The article doesn’t go into detail on what law firms need to know, for instance when it obliquely refers to CAT.

Once down to the critical documents, it’s time for human translation. But even here, translation technology plays an important role. Not only can it help jump-start an experienced translator’s efforts, but it can also enforce important uniformity of translation. “A lot of words are subject to multiple interpretations, so what can happen is that you can have two duplicates that have been translated differently, and it can have consequences,” says Constantine Cannon’s Solow. The more translators working on a matter, the greater the chance for variability in translation. Professional translation tools can “learn” specific translation choices and then present them as preferred options to any translator on the team. The translators then feed refined translations back into the tools, increasing the speed of the entire process. And suddenly, you’re ready for court before you can count un, deux, trois.

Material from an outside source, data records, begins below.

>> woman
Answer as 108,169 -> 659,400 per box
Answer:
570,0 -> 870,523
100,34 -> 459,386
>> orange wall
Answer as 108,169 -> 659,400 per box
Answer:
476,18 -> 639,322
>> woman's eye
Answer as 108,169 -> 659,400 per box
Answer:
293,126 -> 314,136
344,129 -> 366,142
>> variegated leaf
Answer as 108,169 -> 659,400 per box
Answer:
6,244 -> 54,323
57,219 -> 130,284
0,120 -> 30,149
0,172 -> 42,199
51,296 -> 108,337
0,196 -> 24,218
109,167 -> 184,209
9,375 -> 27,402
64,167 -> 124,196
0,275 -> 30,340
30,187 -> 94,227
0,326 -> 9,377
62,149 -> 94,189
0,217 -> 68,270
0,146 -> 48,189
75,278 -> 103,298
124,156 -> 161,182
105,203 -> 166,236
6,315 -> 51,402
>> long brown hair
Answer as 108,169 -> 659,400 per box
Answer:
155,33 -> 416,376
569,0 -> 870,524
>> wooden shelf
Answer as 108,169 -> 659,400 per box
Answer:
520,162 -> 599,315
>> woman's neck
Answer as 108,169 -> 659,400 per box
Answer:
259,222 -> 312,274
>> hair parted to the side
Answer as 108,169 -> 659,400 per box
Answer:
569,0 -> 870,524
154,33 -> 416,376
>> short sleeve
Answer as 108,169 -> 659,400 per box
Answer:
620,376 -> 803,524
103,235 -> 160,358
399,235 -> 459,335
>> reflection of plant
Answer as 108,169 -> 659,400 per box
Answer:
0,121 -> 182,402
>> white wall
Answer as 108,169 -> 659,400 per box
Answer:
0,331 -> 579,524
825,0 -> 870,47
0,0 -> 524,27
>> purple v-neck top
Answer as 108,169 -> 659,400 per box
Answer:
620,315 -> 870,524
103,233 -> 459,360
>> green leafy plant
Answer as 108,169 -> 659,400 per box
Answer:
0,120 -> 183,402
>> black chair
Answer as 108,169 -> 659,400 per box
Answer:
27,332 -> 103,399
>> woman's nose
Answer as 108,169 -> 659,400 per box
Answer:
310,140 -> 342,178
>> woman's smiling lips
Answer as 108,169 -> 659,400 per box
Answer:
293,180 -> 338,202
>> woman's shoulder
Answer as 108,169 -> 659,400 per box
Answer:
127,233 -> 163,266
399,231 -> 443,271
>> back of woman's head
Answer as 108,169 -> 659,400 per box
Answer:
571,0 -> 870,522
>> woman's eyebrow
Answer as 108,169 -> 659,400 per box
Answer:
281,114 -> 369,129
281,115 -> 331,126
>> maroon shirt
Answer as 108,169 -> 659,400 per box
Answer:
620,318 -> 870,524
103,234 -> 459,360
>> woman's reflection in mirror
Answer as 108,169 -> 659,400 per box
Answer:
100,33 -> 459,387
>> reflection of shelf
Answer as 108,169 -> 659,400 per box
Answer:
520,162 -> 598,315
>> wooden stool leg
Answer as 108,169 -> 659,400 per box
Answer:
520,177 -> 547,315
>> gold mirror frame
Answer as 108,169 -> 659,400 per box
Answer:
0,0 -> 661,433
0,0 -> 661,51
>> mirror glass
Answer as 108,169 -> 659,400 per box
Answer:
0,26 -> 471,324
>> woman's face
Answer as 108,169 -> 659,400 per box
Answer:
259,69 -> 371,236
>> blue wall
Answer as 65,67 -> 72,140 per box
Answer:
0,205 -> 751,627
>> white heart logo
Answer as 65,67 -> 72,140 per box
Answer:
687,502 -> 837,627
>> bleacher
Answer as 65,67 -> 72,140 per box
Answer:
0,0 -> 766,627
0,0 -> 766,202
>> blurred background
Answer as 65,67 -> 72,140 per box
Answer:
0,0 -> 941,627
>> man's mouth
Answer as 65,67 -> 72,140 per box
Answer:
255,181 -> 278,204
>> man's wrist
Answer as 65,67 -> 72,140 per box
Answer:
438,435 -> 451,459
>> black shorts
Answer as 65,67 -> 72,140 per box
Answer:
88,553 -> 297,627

Sounds great. I incline more to quatre-vingts-dix myself.

I would add to the above: if you have a good translator who knows about software, don’t underestimate their value to you.

This is a weird statement:

The problem of trusting a translation becomes even more critical when dealing with many Asian languages, in which a single character can represent a complex concept. “One of those characters could have hundreds, maybe even thousands of meanings,” says Duncan McCampbell, president of international business consultancy McCampbell Global and a former litigator. “There are characters in Chinese [for example] that have no equivalent in English.”

(Via MA Translation Studies News)

International Translator’s Day/Hieronymustag

(St. Jerome by Rubens, via Wikimedia Commons)

Today is St. Jerome’s Day, which has now apparently become International Translator’s Day, and I am celebrating by translating.

Here are a couple of links, though.

1. Ghaddafi About the story of Ghaddafi’s interpreter collapsing: Richard Schneider has a full account, in German, which suggests that the New York Post was inaccurate when it said the interpreter collapsed after 75 minutes and shouted ‘I can’t take it any more’ – it seems he managed 90 minutes, and the UN interpreter only had to take over the last 5 minutes. The speech was intended to be about 15 minutes long. But simultaneous interpreters usually do about 20 minutes, as far as I know. Ghaddafi said he had brought his own interpreter, because he was going to speak an obscure dialect, but in fact he did not speak dialect. The chairmanship/presidency is currently held by Libya, by rotation, and that is why there was no complaint about the procedural irregularity. (How did Ghaddafi’s French interpreter manage?)

Richard Schneider gibes YouTube links to all sections of the speech. Here is the last one, including the takeover of the interpreting by the UN. These videos may not be accessible online for very long.

2. Becoming a medical translator On her blog, Sarah Dillon has an interview with Andrew Bell, who does medical and pharmaceutical translations and also runs the site Watercooler.

3. White House calls for machine translation Thus Global Watchtower reports.

Last week, the Executive Office of the President and National Economic Council issued its “Strategy for American Innovation.” Among the recommendations was a call for “automatic, highly accurate and real-time translation between the major languages of the world — greatly lowering the barriers to international commerce and collaboration.” In other words, machine translation (MT) has captured somebody’s attention in the President’s inner circle.

This tactic would certainly save all the problems associated with human translators – a potential such was recently held for hours, apparently for having Arabic flashcards in his backpack. (TSA defends itself).